Die Jungfrau am Drachenfels | Sage aus Deutschland

Drachenfels
Unter den Bergen des Siebengebirges hebt sich der Drachenfels mit seinen Ruinen am kühnsten am Rhein empor. In uralten Zeiten, so erzählt die Sage, lag hier in einer Höhle ein Drache, dem die heidnischen Bewohner der Gegend Verehrung erwiesen und Menschenopfer darbrachten. Gewöhnlich wurden dazu Leute ausgewählt, die im Krieg gefangen worden waren. Unter ihnen befand sich einst eine Jungfrau, die sich bereits zum Christentum bekehrt hatte. Sie war von hoher Schönheit, und zwei Anführer stritten sich um ihren Besitz. Da entschieden die Ältesten, dass sie dem Drachen geopfert werde, damit keine Zwietracht unter den Häuptern des Volkes entstehe. 
 

In weißem Gewand, einen Blumenkranz im Haar, wurde die Jungfrau den Berg hinaufgeführt und in der Nähe der Felsenhöhle, worin der Lindwurm lag, an einen Baum gebunden. Viel Volk hatte sich in einiger Entfernung versammelt, um dem Schauspiel zuzusehen; aber es waren wenige, die das Los der Armen nicht von Herzen bedauerten. Die Jungfrau stand ruhig da und schaute mit frommer Ergebung zum Himmel hinauf. Eben stieg die Sonne hinter den Bergen hervor und warf ihre ersten Strahlen an den Eingang der Höhle. Bald kroch das geflügelte Untier heraus und eilte nach der Stätte, wo es seinen Raub zu finden gewohnt war. Die Jungfrau erschrak nicht, sie zog vielmehr ein Kreuz aus ihrem Gewande hervor und hielt es dem Drachen entgegen. Dieser bebte zurück und stürzte mit fürchterlichem Gezische und Dröhnen in den nahen Abgrund. Man hat ihn niemals mehr gesehen. 

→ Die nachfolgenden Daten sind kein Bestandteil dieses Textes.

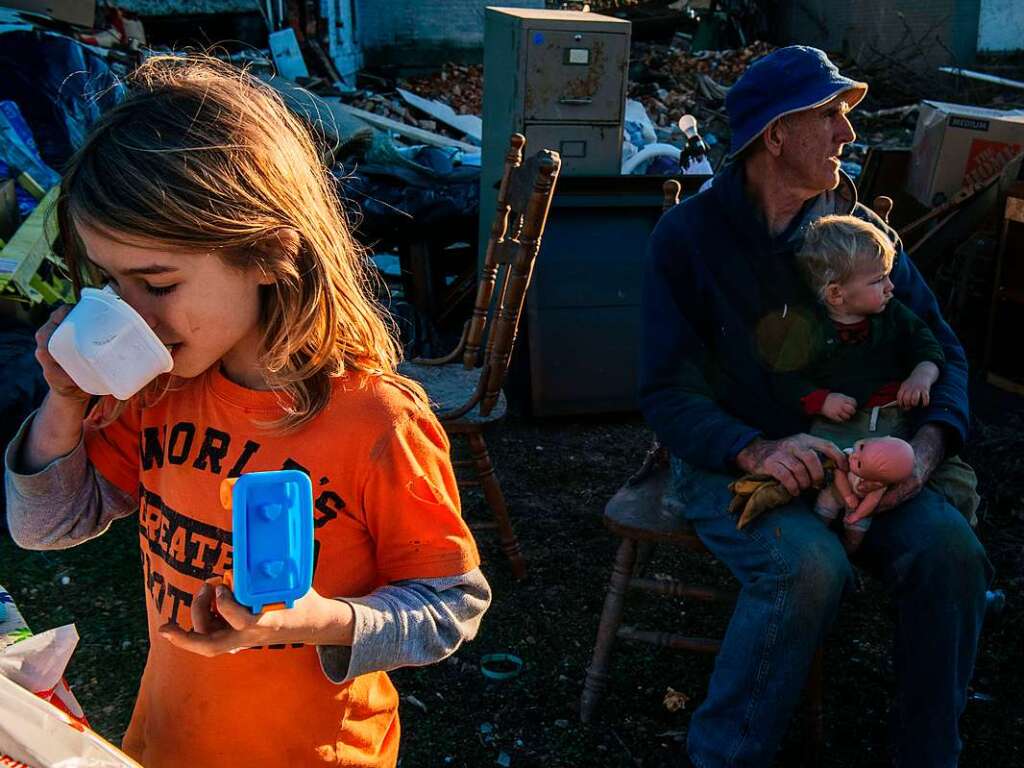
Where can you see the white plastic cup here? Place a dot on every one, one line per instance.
(107, 347)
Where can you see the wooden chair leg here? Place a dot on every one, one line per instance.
(496, 500)
(611, 615)
(815, 737)
(645, 551)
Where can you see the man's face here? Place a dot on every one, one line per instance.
(812, 142)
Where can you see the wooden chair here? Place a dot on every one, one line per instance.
(465, 386)
(643, 517)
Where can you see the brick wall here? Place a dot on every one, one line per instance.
(863, 29)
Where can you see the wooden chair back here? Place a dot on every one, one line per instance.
(523, 201)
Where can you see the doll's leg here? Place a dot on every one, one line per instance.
(853, 535)
(828, 506)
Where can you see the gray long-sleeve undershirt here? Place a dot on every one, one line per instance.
(406, 624)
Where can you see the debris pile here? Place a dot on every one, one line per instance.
(670, 81)
(460, 86)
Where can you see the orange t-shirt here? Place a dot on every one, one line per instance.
(386, 508)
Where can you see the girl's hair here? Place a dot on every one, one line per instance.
(836, 247)
(206, 157)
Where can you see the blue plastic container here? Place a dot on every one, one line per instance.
(272, 538)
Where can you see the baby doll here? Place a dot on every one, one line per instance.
(875, 464)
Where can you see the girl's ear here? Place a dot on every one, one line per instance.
(282, 246)
(834, 294)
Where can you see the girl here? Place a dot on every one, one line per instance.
(203, 200)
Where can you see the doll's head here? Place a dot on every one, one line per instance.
(885, 460)
(846, 262)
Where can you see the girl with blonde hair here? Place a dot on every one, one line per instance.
(203, 201)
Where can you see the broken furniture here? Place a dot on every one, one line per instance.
(559, 79)
(1008, 298)
(465, 386)
(643, 516)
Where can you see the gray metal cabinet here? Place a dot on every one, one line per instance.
(559, 79)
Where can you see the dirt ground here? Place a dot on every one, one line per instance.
(557, 475)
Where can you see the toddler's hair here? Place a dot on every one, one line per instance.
(836, 247)
(208, 158)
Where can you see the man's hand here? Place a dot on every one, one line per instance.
(793, 461)
(929, 452)
(839, 407)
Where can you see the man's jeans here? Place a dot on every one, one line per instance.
(793, 571)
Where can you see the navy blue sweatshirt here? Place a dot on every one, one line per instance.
(716, 292)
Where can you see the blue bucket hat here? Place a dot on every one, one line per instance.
(787, 80)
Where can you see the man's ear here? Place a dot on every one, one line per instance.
(834, 294)
(773, 136)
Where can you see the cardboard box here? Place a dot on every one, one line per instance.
(955, 145)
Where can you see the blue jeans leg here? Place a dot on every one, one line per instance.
(793, 571)
(937, 572)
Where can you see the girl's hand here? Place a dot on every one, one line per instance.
(313, 620)
(839, 407)
(61, 385)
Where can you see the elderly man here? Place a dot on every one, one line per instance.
(720, 280)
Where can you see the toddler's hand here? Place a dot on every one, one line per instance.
(912, 392)
(839, 407)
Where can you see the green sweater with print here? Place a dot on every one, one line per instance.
(811, 355)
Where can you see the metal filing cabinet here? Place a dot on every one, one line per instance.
(559, 79)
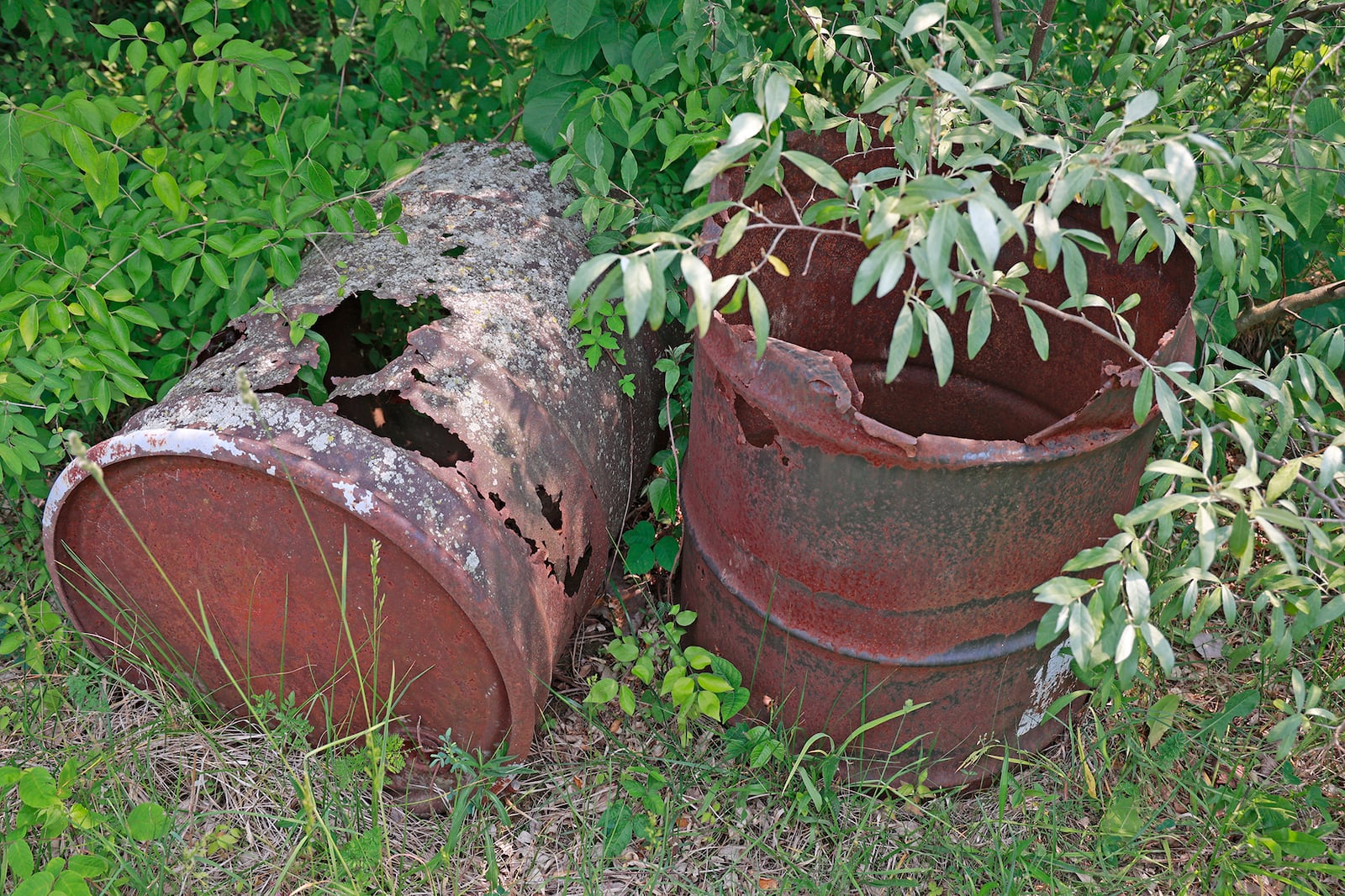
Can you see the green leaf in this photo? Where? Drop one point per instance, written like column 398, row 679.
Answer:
column 38, row 788
column 182, row 275
column 652, row 55
column 775, row 96
column 978, row 327
column 1322, row 116
column 214, row 269
column 923, row 18
column 392, row 210
column 1181, row 168
column 166, row 187
column 1284, row 478
column 820, row 171
column 587, row 275
column 569, row 17
column 941, row 343
column 1140, row 107
column 1161, row 716
column 732, row 232
column 1040, row 340
column 103, row 181
column 709, row 704
column 760, row 319
column 1143, row 401
column 37, row 885
column 29, row 326
column 195, row 10
column 999, row 116
column 618, row 826
column 636, row 289
column 11, row 145
column 903, row 333
column 19, row 856
column 508, row 18
column 1076, row 272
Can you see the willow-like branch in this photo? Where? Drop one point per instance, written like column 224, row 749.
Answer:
column 1039, row 37
column 1269, row 313
column 1311, row 15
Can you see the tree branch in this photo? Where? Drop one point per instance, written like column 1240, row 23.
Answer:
column 1039, row 37
column 1271, row 311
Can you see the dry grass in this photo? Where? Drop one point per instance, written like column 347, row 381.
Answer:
column 1100, row 811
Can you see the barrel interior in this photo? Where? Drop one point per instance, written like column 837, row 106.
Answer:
column 1006, row 392
column 280, row 588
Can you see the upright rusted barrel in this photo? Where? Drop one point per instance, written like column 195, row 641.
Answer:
column 853, row 546
column 477, row 450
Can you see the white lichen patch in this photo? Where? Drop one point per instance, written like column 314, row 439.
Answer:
column 1048, row 683
column 358, row 501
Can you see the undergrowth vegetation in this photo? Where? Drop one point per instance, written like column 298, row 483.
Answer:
column 165, row 167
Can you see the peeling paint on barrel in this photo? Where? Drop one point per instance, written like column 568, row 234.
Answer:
column 853, row 546
column 491, row 466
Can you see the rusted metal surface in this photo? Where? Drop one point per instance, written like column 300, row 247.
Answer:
column 486, row 458
column 853, row 546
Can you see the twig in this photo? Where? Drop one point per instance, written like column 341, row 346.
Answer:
column 1271, row 311
column 1039, row 37
column 509, row 125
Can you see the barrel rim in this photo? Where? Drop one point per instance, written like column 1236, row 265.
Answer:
column 307, row 477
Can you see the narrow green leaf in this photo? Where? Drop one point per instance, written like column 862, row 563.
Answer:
column 1140, row 107
column 1181, row 168
column 941, row 343
column 1040, row 340
column 923, row 18
column 760, row 319
column 903, row 334
column 1076, row 272
column 11, row 145
column 1000, row 116
column 1143, row 401
column 732, row 232
column 988, row 232
column 214, row 269
column 636, row 289
column 978, row 327
column 775, row 96
column 1168, row 405
column 820, row 172
column 166, row 187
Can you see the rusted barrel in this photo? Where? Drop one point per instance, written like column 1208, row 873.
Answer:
column 464, row 434
column 853, row 546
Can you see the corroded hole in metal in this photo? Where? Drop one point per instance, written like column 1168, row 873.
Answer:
column 513, row 525
column 222, row 340
column 551, row 506
column 757, row 427
column 576, row 576
column 363, row 333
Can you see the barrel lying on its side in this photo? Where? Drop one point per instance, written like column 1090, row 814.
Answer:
column 464, row 435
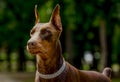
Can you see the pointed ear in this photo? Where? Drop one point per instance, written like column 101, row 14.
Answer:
column 55, row 18
column 36, row 15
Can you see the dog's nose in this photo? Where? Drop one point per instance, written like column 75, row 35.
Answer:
column 31, row 44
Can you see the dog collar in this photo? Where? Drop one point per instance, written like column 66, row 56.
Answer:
column 50, row 76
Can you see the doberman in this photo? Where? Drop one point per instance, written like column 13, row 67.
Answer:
column 51, row 66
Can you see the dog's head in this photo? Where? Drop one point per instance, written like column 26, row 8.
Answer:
column 44, row 36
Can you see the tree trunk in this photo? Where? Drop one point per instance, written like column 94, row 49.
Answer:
column 69, row 45
column 104, row 53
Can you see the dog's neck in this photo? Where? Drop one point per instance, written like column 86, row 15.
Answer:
column 52, row 63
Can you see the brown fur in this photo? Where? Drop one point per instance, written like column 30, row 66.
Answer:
column 45, row 45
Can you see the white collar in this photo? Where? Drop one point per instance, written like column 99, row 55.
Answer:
column 50, row 76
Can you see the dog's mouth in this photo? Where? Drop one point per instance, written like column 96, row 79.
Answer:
column 34, row 50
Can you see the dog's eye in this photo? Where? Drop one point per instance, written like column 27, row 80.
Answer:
column 45, row 34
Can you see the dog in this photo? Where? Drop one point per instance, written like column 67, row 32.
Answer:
column 51, row 66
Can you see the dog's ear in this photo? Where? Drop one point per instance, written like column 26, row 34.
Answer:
column 55, row 18
column 36, row 15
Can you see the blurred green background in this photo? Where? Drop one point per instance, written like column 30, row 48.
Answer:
column 90, row 37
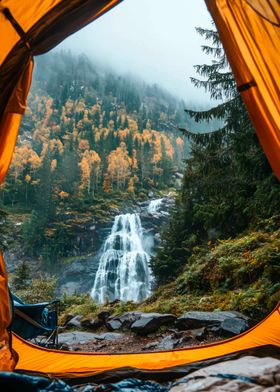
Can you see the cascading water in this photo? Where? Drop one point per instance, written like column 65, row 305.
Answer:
column 154, row 206
column 123, row 271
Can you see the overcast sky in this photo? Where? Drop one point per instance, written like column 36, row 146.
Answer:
column 154, row 39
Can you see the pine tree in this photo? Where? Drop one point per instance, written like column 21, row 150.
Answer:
column 228, row 184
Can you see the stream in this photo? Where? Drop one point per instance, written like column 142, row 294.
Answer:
column 123, row 272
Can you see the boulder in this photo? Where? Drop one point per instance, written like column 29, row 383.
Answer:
column 193, row 320
column 75, row 322
column 90, row 323
column 103, row 316
column 150, row 322
column 167, row 343
column 113, row 324
column 123, row 321
column 233, row 326
column 109, row 336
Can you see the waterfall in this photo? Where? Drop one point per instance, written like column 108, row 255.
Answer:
column 154, row 206
column 123, row 271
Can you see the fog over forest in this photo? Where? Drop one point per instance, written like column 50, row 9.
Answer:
column 155, row 40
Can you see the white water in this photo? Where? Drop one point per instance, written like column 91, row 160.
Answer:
column 123, row 271
column 154, row 206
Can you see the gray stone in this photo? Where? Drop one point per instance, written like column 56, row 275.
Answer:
column 103, row 316
column 233, row 326
column 91, row 323
column 192, row 320
column 78, row 337
column 167, row 343
column 109, row 336
column 75, row 337
column 75, row 322
column 113, row 325
column 150, row 322
column 123, row 321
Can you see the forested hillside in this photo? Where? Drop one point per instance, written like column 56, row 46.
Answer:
column 92, row 131
column 229, row 190
column 88, row 135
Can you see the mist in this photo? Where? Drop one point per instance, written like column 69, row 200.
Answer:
column 152, row 39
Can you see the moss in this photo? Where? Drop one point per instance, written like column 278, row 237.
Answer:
column 239, row 274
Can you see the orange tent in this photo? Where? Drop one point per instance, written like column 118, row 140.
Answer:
column 249, row 30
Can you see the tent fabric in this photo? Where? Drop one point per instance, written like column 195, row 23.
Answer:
column 65, row 364
column 250, row 33
column 7, row 360
column 249, row 30
column 28, row 28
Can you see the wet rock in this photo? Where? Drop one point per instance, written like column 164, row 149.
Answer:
column 167, row 343
column 76, row 337
column 113, row 324
column 192, row 320
column 233, row 326
column 123, row 321
column 109, row 336
column 75, row 322
column 90, row 323
column 103, row 316
column 150, row 346
column 150, row 322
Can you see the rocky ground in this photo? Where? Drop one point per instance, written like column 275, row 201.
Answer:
column 138, row 331
column 255, row 370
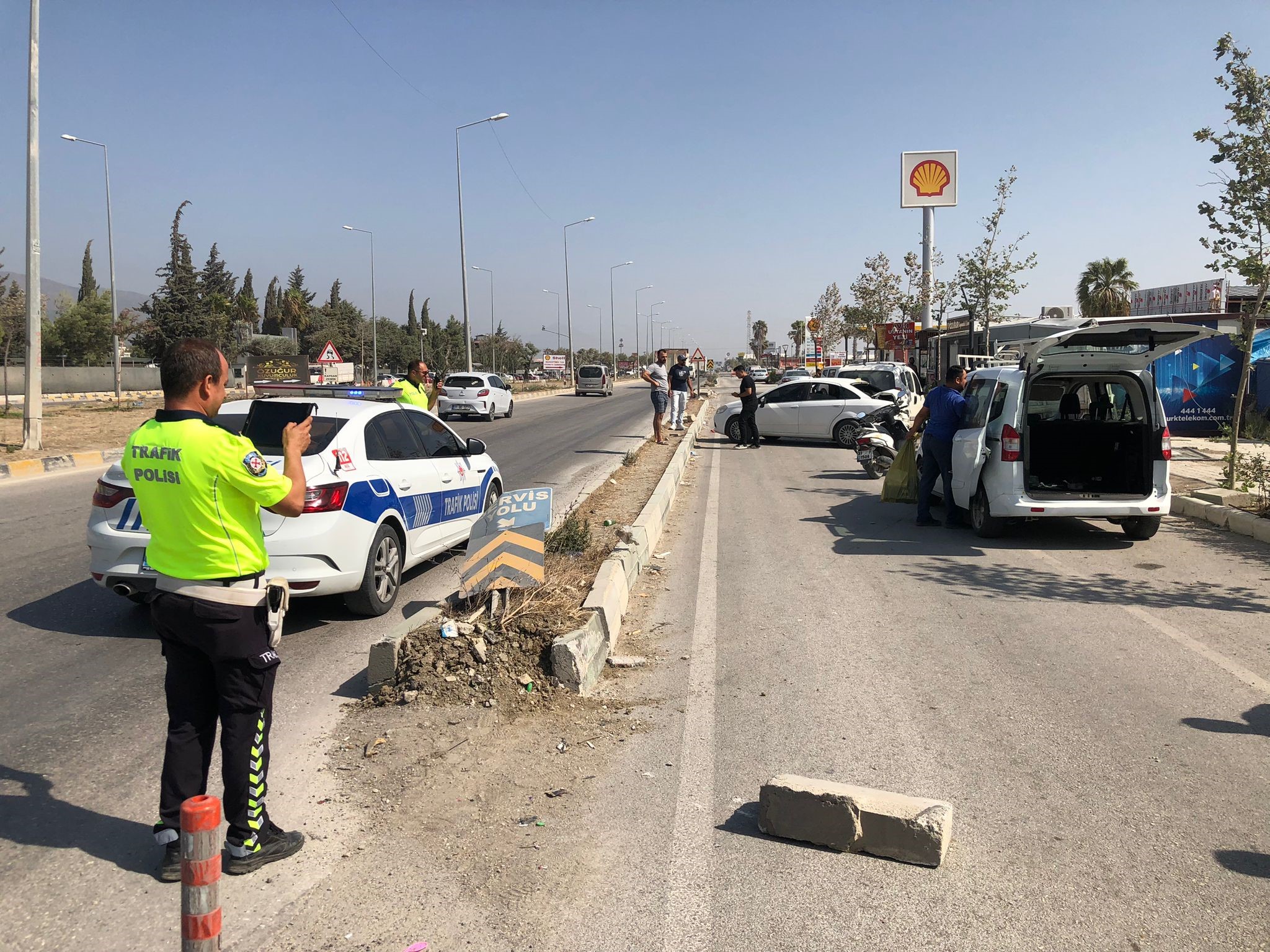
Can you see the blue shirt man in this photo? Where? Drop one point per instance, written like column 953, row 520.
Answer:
column 943, row 419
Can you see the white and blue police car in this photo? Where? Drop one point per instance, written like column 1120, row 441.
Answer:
column 389, row 485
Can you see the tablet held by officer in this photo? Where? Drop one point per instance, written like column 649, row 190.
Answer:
column 200, row 490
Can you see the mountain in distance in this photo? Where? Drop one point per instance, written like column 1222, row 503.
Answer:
column 52, row 288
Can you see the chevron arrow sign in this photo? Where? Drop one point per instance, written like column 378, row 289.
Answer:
column 511, row 559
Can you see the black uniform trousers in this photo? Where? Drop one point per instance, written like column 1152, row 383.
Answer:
column 748, row 426
column 220, row 667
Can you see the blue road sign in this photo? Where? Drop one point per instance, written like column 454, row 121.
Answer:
column 517, row 508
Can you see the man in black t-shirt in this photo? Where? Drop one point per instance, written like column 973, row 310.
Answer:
column 681, row 386
column 748, row 405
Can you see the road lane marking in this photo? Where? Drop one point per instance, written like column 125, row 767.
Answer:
column 690, row 876
column 1192, row 644
column 1199, row 648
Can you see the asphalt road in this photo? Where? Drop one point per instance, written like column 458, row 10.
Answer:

Da eilte das Volk, aufs tiefste ergriffen von dem Wunder, zur Jungfrau hin, löste ihre Bande und sah mit Erstaunen das kleine Kreuz an. Die Jungfrau aber erklärte ihnen die Bedeutung des heiligen Zeichens, und alle fielen zur Erde und baten sie, zu den Ihrigen zurückzukehren.